My amendment preserves new fuel efficiency standards issued last month if their repeal would mean higher prices at the pump for our constituents or lost jobs for our workers. These new standards raise fuel efficiency to 54.5 miles per gallon. That's roughly twice the mileage our cars are getting today.
By 2025, these standards will save consumers $1.7 trillion at the gas pump, and they will cut our oil imports by 2 million barrels per day. That's one half our current imports for OPEC. They also represent a new chapter for American ingenuity.
Mr. Speaker, if U.S. engineers made it possible for every car to include a computer more powerful than the one that sent a man to the Moon, then surely they can produce cars that go further on a gallon of gas. The good news is they can and they are.
There are now 57 fuel-efficient models available in showrooms today, up from 27 models in 2009. Car makers have retooled some of their most popular models to boost efficiency, and the improvements keep coming.
The first half of this year set the record for highest-ever fuel efficiency for new vehicles.
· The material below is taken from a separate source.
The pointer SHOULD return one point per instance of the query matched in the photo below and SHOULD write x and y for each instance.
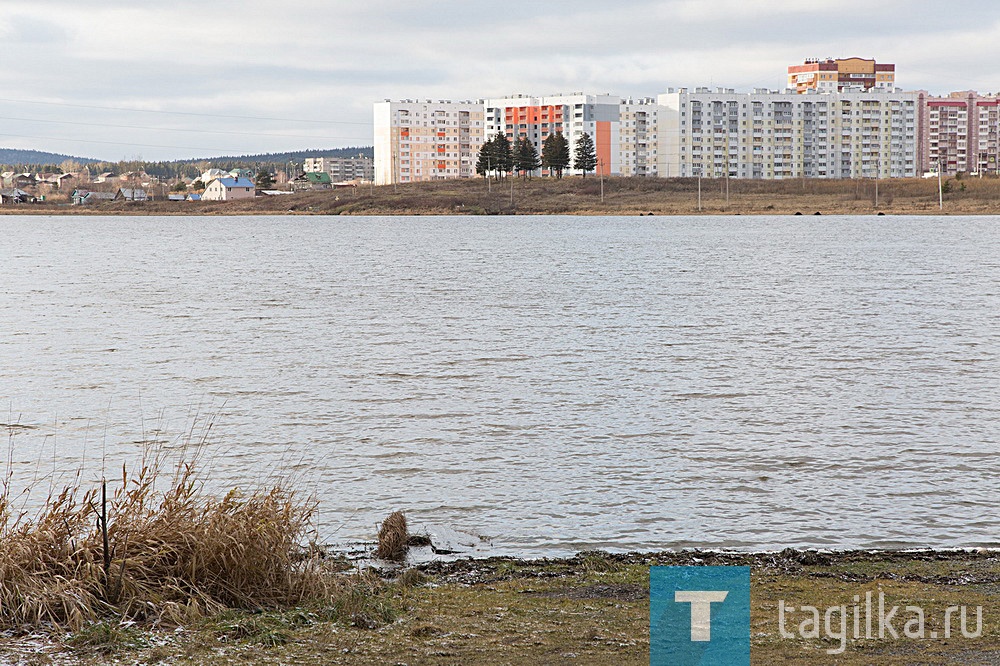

Consumers are rewarding these breakthroughs. Fuel efficiency is the top concern for car buyers by far, and this is according to Consumer Reports.
Consumers support these new standards. Families will save an estimated $8,000 in gasoline costs over the lifetime of their car, and that's equivalent to lowering the price of gasoline by $1 per gallon. These new standards also provide something consumer trends cannot: long-term certainty. And that's why three major automakers--General Motors, Ford, and Chrysler--all support them.
Strong standards tell carmakers exactly what goal they need to reach by when so they can invest in innovation, deploy new technologies, and build cars right here in America. When they do that, they hire more workers. More than 150,000 Americans have jobs making parts for and assembling more efficient cars in America today. Car makers are moving production to our shores also.
One car maker alone, Honda, recently announced plans to move all global Civic hybrid manufacturing to Indiana from Japan, creating 300 jobs by the end of the year.
This onshoring of jobs is because of our commitment to making more efficient cars and components in America. That's why GM's CEO, Dan Akerson, called these standards, ``a win for American manufacturers for the very first time.''
Mr. Speaker, everybody wins when more efficient cars hit the road. American workers win, drivers win, and automakers. These standards demonstrate the best of America, how creating jobs goes hand-in-hand with protecting the environment and health, how drivers can save billions in gasoline costs, how the American auto industry can compete with any country in the world. That's why we must preserve these historic standards and the enormous benefits that come with them by voting for my final amendment.
Mr. Speaker, I respectfully ask that all colleagues weigh this simple proposition: Do you want your constituents to pay less at the pump and drive more efficient cars made in America? If your answer is yes, then vote for my amendment. It ensures that our constituents will save thousands of dollars every year at the gas pump, and it makes sure that American workers will find jobs building the cars of the future right here in America.
Today we have the opportunity to speak with one voice, to save these landmark car efficiency standards. It's up to us. Support this final amendment to the bill.
I yield back the balance of my time.